In Guernsey, retired railway worker Randy Peterson and his wife Donna were part of a group picketing near the ‘Welcome to Guernsey’ sign at the east end of town overlooking the BNSF rail yard.

“I think this picket has a lot to do with availability policies,” he said. “They make these guys work all the time and they limit their free time. They limit sick days, vacation days, the number of people who can be away at a terminal at the same time, and it’s very difficult for people to be away. From what I understand, a lot of people quit.

Guernsey resident Lisa Schuldies who has children working for BNSF at Gillette and she mentioned she listened to her daughter’s concerns about high visibility policies.

“They can’t take time, it’s penalty points,” Schuldies said. “My daughter is a conductor and my son-in-law is also a conductor and they only get a certain number of points. Once their points are used up, they can lose their jobs. It is very likely that they will lose their jobs, which has led to a decrease in the workforce.

Schuldies said that due to the lack of workers and the disorganization of the schedule, her daughter, a mother of two, can be away from home for up to 36 hours.

“I understand the railways may not be a family business, I think we need to take a look at that,” Schuldies said. “I think they need to take better care of their employees than they have been.”

After the article went to print, the BNSF media team responded with the following:

“BNSF implemented a presence policy in February, known as HiViz, designed to improve the consistency of crews available for their shifts to run trains, which in turn improves consistency and reliability. service for our customers while improving predictability and transparency for our teams around the moment. they will go to work.

As with any change, it is important to monitor progress and adapt as needed. To that end, BNSF management made several changes just a month after the initial rollout and promised an additional review after 90 days.

This review is now complete, and while the program is working as intended, BNSF has been gathering feedback from employees, many of whom have shared thoughtful ideas and suggestions.

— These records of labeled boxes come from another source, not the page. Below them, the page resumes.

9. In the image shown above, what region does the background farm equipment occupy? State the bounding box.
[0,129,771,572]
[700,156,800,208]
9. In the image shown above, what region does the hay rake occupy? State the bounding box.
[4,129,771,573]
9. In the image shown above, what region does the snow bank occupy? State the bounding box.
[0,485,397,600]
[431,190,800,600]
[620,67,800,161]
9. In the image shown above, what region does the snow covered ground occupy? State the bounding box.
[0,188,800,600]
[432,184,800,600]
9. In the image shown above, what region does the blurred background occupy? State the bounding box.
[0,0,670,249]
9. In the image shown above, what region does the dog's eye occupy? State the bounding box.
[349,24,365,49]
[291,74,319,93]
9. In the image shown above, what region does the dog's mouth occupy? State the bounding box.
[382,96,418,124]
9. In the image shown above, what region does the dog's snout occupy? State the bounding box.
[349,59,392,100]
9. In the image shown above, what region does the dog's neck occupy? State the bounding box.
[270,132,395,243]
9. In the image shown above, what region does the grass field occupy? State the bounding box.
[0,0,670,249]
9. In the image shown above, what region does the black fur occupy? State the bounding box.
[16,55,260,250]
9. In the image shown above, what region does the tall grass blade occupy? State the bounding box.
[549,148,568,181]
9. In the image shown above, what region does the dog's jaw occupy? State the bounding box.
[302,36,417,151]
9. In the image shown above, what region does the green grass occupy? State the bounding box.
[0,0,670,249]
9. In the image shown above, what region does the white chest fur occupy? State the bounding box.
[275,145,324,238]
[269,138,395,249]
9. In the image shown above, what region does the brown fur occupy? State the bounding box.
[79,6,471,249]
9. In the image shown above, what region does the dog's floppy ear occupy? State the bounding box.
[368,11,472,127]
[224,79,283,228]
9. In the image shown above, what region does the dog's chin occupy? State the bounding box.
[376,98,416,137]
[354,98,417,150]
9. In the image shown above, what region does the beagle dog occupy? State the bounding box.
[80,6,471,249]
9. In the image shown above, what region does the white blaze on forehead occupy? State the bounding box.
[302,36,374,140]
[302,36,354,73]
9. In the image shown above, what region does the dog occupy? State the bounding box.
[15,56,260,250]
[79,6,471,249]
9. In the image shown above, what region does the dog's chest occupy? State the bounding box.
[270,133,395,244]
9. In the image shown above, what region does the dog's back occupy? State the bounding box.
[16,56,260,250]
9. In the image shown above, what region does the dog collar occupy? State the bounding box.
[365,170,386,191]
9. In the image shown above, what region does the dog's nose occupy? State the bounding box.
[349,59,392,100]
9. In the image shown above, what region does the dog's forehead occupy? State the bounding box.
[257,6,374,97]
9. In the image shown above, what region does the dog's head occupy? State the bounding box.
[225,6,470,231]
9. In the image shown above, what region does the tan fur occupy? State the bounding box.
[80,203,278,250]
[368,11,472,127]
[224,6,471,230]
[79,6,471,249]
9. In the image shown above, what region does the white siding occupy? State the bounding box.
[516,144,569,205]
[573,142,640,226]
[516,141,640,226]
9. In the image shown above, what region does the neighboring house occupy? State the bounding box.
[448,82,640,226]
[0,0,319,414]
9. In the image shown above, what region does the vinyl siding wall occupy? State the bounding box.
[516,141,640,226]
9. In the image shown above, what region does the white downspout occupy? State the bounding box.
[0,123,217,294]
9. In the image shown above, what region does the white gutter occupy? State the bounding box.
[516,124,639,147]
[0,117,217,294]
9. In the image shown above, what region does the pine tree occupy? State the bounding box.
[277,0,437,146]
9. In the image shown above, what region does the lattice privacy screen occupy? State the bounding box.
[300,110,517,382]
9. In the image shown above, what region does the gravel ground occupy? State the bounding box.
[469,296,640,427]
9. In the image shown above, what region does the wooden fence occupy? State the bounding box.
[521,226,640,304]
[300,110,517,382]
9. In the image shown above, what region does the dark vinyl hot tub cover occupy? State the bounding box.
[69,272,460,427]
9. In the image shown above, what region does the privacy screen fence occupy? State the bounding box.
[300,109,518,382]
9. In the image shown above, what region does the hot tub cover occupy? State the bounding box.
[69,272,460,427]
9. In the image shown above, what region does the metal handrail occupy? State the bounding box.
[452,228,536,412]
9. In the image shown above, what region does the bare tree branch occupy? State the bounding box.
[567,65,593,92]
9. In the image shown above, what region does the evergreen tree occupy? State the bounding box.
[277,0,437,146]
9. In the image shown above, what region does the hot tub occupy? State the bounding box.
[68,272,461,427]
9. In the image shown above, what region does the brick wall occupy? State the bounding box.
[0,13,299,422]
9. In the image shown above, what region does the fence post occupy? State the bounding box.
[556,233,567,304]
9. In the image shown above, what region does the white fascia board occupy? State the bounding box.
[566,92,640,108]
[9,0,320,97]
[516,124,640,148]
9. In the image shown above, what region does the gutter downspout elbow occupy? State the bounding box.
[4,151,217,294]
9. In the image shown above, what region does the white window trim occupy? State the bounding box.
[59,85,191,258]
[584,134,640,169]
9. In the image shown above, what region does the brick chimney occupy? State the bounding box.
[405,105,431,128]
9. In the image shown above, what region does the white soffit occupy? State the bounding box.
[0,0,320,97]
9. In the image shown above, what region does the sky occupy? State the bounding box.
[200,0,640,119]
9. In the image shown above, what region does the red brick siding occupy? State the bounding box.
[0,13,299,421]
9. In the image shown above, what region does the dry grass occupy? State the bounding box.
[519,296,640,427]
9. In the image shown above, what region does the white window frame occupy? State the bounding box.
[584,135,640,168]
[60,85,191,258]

Based on this feedback, BNSF made changes to the program on June 1 to provide more clarity and flexibility for employees.

It is important to note that there has been no change in the leave time granted to an employee. More than 50% of train crew employees work less than 40 hours per week on average. Typically, train crew employees have more than 3-4 weeks of paid vacation and more than 10 days of personal time off. The number of personal leave days has been increased by 25% this year, making it easier for employees to take time off.

In fact, since the launch of HiViz, we’ve seen more planned vacation days taken than before the change. Additionally, employees cannot work more than 6 consecutive days under federal law. The time off between each shift is on average around 24 hours and since the implementation of the attendance policy we have seen this increase.

We currently have more train crew employees today than a year ago, coupled with a strong hiring plan for 2022 that already has 300 new employees being trained.

The Class I freight railways are currently in the collective bargaining process and BNSF remains committed and eager to work toward a quick and fair resolution to the collective bargaining process. In anticipation of a deal, BNSF continues to set aside funds for wage increases. The sooner a deal is struck, the sooner our union-represented employees get pay raises and we can all focus on what we do best: operating one of the largest freight rail networks in the world.

BNSF team members are the source of our success and we couldn’t deliver the nation’s goods without them. We are committed to adapting together to meet today’s competitive freight environment.